Risks and potential rewards of ‘three-parent embryos’
The idea is simple. Fix devastating mitochondrial disease by taking a parent’s DNA out of a sickly embryo and sticking it into a healthy donor cell.
The techniques involved are not much more complicated than those used every day in IVF clinics and should, according those developing them, be no more harmful than established fertility techniques.
So why does licensing “mitochondrial donation”, as it’s known by its backers, require a vote from parliament tomorrow – one they fear may not go their way?
Well, partly because of the other name the technique has been given: “three-parent embryos”.
The thing is, mitochondria – the small organelles in the cell which are being swapped out using the technique – contain their own DNA. That DNA is largely involved in making the mitochondria work, generating the cell’s power – but it’s DNA nonetheless.
Each of us inherits our mitochondria from our mother and has done, probably, since multicellular life evolved 3 billion years ago. For that reason many people object ethically to the idea of unhitching parental DNA from its mitochondria with which it has resided for aeons.
Others object for scientific reasons. Even the New Scientist magazine, typically a champion for progress in all areas of research, warned of lack of understanding about the links between mitochondria and nuclear DNA.

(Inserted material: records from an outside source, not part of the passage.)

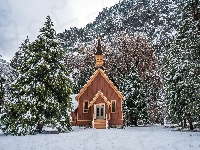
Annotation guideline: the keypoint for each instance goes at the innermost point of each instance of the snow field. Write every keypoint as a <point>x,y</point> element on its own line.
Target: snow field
<point>130,138</point>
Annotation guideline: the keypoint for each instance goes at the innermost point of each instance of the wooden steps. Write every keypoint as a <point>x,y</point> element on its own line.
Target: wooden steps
<point>100,124</point>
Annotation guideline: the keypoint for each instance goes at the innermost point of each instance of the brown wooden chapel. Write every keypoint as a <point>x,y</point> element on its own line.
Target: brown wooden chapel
<point>99,101</point>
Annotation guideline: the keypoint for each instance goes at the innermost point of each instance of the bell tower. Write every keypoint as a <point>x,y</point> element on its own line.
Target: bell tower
<point>99,55</point>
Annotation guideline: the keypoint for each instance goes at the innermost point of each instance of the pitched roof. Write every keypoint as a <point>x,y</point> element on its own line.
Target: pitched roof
<point>99,93</point>
<point>99,71</point>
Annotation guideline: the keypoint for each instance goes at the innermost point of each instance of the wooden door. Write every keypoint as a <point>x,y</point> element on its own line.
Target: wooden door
<point>100,112</point>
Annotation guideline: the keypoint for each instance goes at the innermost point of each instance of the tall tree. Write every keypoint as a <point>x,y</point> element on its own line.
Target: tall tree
<point>42,90</point>
<point>183,67</point>
<point>135,103</point>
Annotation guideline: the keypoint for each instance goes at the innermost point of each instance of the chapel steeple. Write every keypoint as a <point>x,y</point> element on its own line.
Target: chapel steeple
<point>99,55</point>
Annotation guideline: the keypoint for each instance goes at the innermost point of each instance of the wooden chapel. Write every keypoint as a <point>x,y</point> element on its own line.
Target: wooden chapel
<point>99,101</point>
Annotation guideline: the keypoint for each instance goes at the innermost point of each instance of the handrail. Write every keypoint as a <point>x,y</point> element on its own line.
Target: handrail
<point>93,121</point>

Others object to the fact that steps taken during the technique (removing “pro-nuclei” containing parent’s DNA and transplanting it) are untried in humans and cause miscarriages or other developmental problems later in a child’s life.
Against that backdrop, however, there has been nearly eight years of consultation and review and three separate studies by the Human Fertilisation and Embryology Authority. It has concluded that the procedure is “not unsafe” and that, subject to further experiments to prove it is efficient, could be awarded a licence by them.
Tomorrow’s vote is not to allow the technique to happen – but it would allow those developing it the chance to do more experiments to demonstrate it could yield a clinically useful technique.
Some doubt they ever will, but the team themselves are confident. Supporting them are many of the 2,500 women in the UK who are carriers of mitochondrial disease, for whom this technique could spare their children a lifetime of suffering – but also all the generations of children to come.